Wednesday will bring investors the first of three straight days of data on the US labor market, which will culminate with Friday’s big jobs report from the BLS.
Expectations are for Wednesday’s private payrolls number from ADP to hit 185,000, down from last month’s blockbuster 298,000 print.
Elsewhere in economic data on Wednesday, we’ll get two readings on the services sector — from Markit economics and the Institute for Supply Management. These readings are expected to show continued growth in the services sector, which accounts for more than 80% of US economic activity.
In markets on Tuesday, the headline action was fairly muted with stocks finishing higher across the board though just fractionally, as the Dow gained 39 points, or 0.2%, the S&P 500 gained 1.3 points, or 0.06%, and the Nasdaq added 3.9 points, or 0.07%.
The big headlines on Tuesday came from JPMorgan (JPM) CEO Jamie Dimon’s latest letter to shareholders, though two notable stories that didn’t quite get the same billing also crossed the tape on Tuesday.
First, Richmond Federal Reserve president Jeffrey Lacker said Tuesday he would resign, effective immediately. As Reuters reported, Lacker stepped down “after admitting a conversation he had with a Wall Street analyst in 2012 may have disclosed confidential information about Fed policy options.”
“The 2012 leak had triggered a criminal investigation and came as the Federal Reserve was laying the groundwork for a massive bond buying package that it rolled out later in the year,” Reuters added.
“The information was disclosed by Medley Global Advisors one day ahead of the publication of the central bank’s own minutes from its September meeting.”
Business Insider columnist Pedro da Costa wrote Tuesday that this leak, which he pressed Fed Chair Janet Yellen on back in 2015, still has left a number of questions unanswered. Namely, who knew what when, and why did it take years for Lacker’s involvement to surface? The questions will certainly continue.
Elsewhere, Business Insider’s Matt Turner and Rachael Levy reported Tuesday that analysts at Morgan Stanley (MS) made a $5 billion error in its forecasted earnings for Snap (SNAP) in its initial research report on the company. Morgan Stanley, which led the camera company’s public debut, put a $28 price target on the stock. As of Tuesday’s close, Snap shares were trading near $22.
JPMorgan CEO Jamie Dimon’s latest missive to shareholders was, on balance, perhaps what you expected.
But the content of Dimon’s letter is perhaps less important than what this letter is beginning to stand for. Namely, that this is the next big CEO letter to shareholders.
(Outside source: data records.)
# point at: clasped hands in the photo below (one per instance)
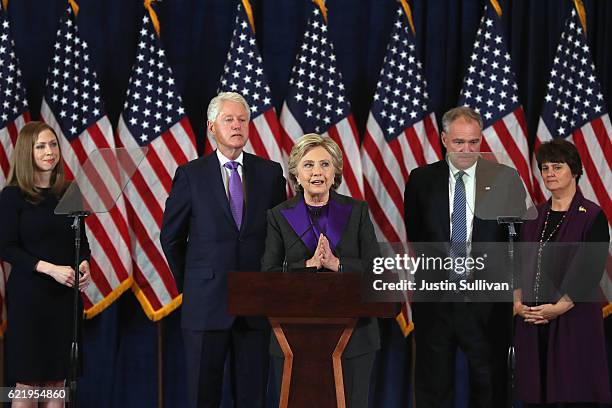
(323, 256)
(542, 314)
(65, 274)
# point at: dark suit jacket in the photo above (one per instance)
(499, 191)
(356, 248)
(200, 238)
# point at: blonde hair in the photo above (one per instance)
(23, 167)
(305, 144)
(215, 104)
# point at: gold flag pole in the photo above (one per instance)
(152, 14)
(408, 12)
(75, 7)
(249, 10)
(581, 13)
(321, 4)
(496, 6)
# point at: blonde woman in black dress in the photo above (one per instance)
(39, 246)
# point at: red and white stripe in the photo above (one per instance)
(146, 195)
(386, 168)
(346, 135)
(107, 232)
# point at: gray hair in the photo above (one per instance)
(460, 112)
(215, 104)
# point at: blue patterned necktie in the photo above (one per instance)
(459, 222)
(236, 193)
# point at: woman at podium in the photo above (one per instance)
(560, 343)
(322, 230)
(39, 246)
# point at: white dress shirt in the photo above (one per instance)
(225, 172)
(469, 180)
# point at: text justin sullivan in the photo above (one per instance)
(445, 285)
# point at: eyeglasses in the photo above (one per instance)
(552, 167)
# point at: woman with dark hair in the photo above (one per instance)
(560, 343)
(325, 231)
(39, 246)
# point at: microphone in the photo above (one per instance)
(315, 212)
(310, 227)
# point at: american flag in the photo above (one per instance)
(316, 102)
(13, 115)
(401, 132)
(574, 109)
(154, 117)
(243, 73)
(72, 105)
(490, 89)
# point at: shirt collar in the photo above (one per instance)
(223, 159)
(470, 171)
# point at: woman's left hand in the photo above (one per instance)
(85, 276)
(543, 314)
(328, 259)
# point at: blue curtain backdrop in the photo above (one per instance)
(121, 345)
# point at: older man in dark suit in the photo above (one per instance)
(441, 205)
(215, 222)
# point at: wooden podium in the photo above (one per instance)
(312, 315)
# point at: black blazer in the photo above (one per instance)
(356, 250)
(499, 191)
(200, 238)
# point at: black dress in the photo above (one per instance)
(40, 310)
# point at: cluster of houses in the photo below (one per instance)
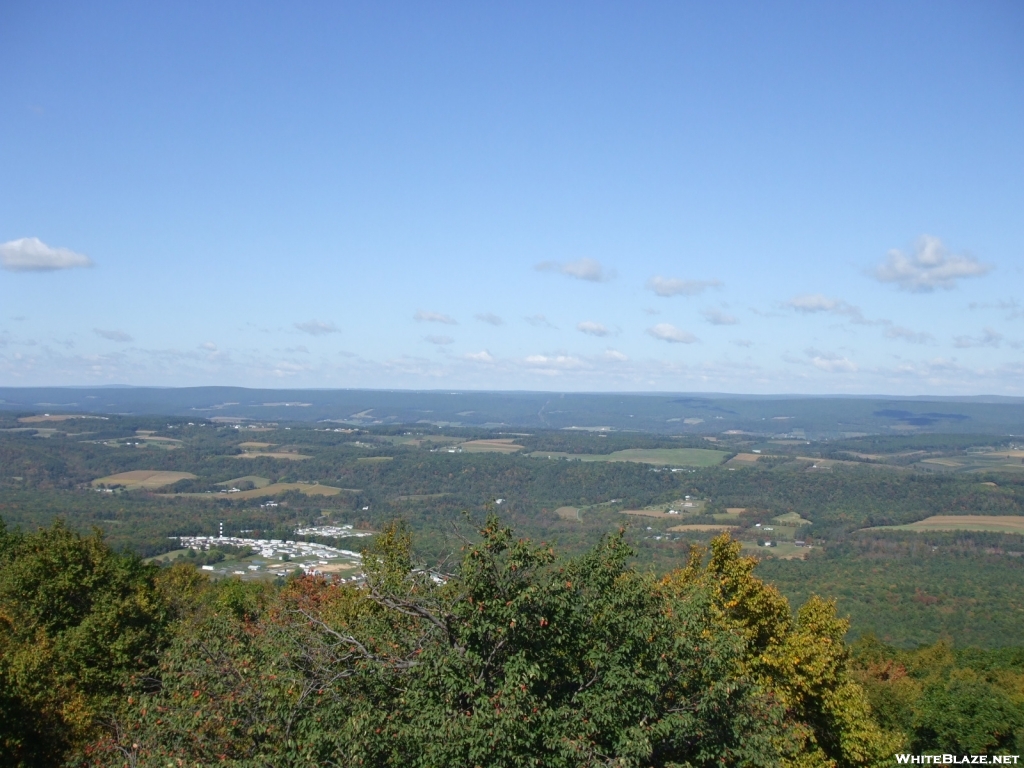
(276, 556)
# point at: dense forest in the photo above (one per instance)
(514, 655)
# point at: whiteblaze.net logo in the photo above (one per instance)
(956, 759)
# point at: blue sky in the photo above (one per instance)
(821, 198)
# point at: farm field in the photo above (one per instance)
(987, 523)
(260, 482)
(505, 445)
(148, 479)
(1000, 461)
(659, 457)
(272, 489)
(780, 550)
(271, 455)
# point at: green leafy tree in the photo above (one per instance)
(76, 621)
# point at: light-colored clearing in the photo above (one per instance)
(47, 417)
(659, 457)
(943, 462)
(281, 487)
(745, 457)
(143, 478)
(260, 482)
(504, 445)
(987, 523)
(791, 518)
(649, 513)
(273, 455)
(272, 489)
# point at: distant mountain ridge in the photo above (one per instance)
(793, 417)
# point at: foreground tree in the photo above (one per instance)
(518, 659)
(76, 622)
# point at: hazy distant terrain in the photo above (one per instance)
(795, 417)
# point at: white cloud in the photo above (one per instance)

Each year, investors eagerly await the publication of Berkshire Hathaway (BRK-A, BRK-B) CEO Warren Buffett’s letter to shareholders. Buffett’s writing on markets have been collected into books and, over the years, have more or less given students and investors the equivalent of years worth of business school lessons.
On this count, Dimon’s letters — while detailed and informative — fall a bit short.
But during a town hall discussion hosted by Yahoo Finance editor-in-chief Andy Serwer, Dimon said that Buffett’s goal to write a letter explaining the goings-on at Berkshire to his very smart, but not business-inclined, sister was the motivating principle behind his draft.
And in this, Dimon is making clear that as the chief executive of one of the world’s largest and most recognizable financial institutions, he is striving as much for a mainstream audience as an expert investing one.
No one will be the next Warren Buffett, an avatar of a period in American capitalism when capital markets were ascendant and a shut-in from Omaha, Nebraska could be the market’s most formidable player. But perhaps Dimon, with his brash New York attitude and desire to, in his words, speak his mind “to anyone, anytime, anywhere,” will come to represent the current era of the US economy.
This is a time when bankers are on the defensive, when technology is ascendent, and when the president boasts about his ability to make deals. It’s a time when a letter to shareholders gives not a collection of life and business lessons, but an overview of everything good and everything bad about the current iteration of the American experiment.